La Mafia è il male. E la Chiesa ha il dovere di intromettersi nel male
Una vita sempre in movimento, quella di Don Ciotti, ma anche una vita sotto scorta. Come tutti quelli che hanno voluto mettere a servizio il proprio impegno contro la mafia, la propria esistenza è diventata un "martirio" nell'eccezione più pura del significato, che è quella di testimonianza. Lo racconta lui stesso, citando le parole che Papa Giovanni Paolo II pronunciò nella Valle dei Templi tuonando contro i mafiosi: "Convertitevi! Verrà il giudizio di Dio". "Sono parole che non piacquero alla mafia - racconta - che disse che la Chiesa non doveva interferire. Ma la Chiesa ha il dovere di interferire contro il Male - spiega nel suo passaggio più teologico - ne va della sua natura stessa. E la Mafia è il male. Le parole del Papa, quella volta, dopo le stragi in Sicilia, costituirono un punto di svolta nella lotta contro la Mafia"
Quella di essere sacerdote e militante, uomo di Chiesa ma anche attivista nella società, è un ruolo che accompagna tutta la vita di Don Ciotti. "Credo che si debba guardare al cielo, ma fare di tutto per migliorare la terra". E qui giunge forse il passaggio più politico: "Molto Vangelo è presente nella Costituzione, molta Costituzione è nel Vangelo. Non esiste un confronto tra i due. Nel Vangelo c'è scritto che è peccato contro Dio sopraffare il più debole. Se invece mi chiedono qual è il primo testo anti mafia, io rispondo: la Costituzione. Se solo fosse applicata fino in fondo".
La droga? Un problema forse peggiore oggi che negli anni '70
Cosa rischia la Mafia oggi? Di essere banalizzata, "di diventare una criminalità comune, come tante. Ma non lo è. Solo perché vediamo meno sangue sulle strade non vuol dire che questa è sconfitta. Agisce nell'ombra, all'ombra del potere. Il potere è una droga che devasta e totalizza. Vuoi averne sempre di più".
E sulle droghe, Don Ciotti fa suo un altro importante passo del suo intervento: "Negli anni '70 si parlava tanto di droga. Ora il problema sembra scomparso: in realtà è più vivo che mai. C'è meno sensibilizzazione, meno servizi contro le dipendenze. Eppure la questione è uguale, se non peggiore come un tempo. Pensiamo all'alcool, la droga più facile da procurarsi e più a basso costo.

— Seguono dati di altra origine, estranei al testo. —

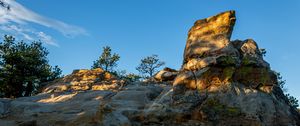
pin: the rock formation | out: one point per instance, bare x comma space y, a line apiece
221, 82
167, 74
82, 80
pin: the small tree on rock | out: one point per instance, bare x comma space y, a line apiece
106, 61
149, 65
23, 67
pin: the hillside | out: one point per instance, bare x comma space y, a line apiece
221, 82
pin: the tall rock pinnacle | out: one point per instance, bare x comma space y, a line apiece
210, 34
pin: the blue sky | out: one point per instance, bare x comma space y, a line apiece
75, 32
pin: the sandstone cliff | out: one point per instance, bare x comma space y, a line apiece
221, 82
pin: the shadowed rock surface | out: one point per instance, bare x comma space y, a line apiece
221, 82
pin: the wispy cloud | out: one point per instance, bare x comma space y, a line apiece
18, 17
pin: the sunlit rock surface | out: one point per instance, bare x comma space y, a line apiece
221, 83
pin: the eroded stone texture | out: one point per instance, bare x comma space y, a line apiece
82, 80
167, 74
208, 35
211, 61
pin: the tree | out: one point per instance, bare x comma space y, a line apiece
23, 67
106, 61
149, 65
291, 99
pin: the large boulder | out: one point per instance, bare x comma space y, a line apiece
167, 74
216, 86
209, 35
225, 82
82, 80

E' una piaga sociale per i ragazzi. Così come i il mercato degli psicofarmaci, oppure Internet e i Social. Sono una droga insidiosa, che isola i ragazzi e li aliena dai genitori".
Insomma, il prete di strada per antonomasia ha raccontato molto della sua vita. Un'esistenza spesa nel fronteggiare problemi che per per molti sembrerebbero insormontabili, ma che lui prende di petto, con la verve e la grinta nonostante gli anni trascorsi . Perché “la mia vita è piena delle vite degli altri”, come ripete spesso lui.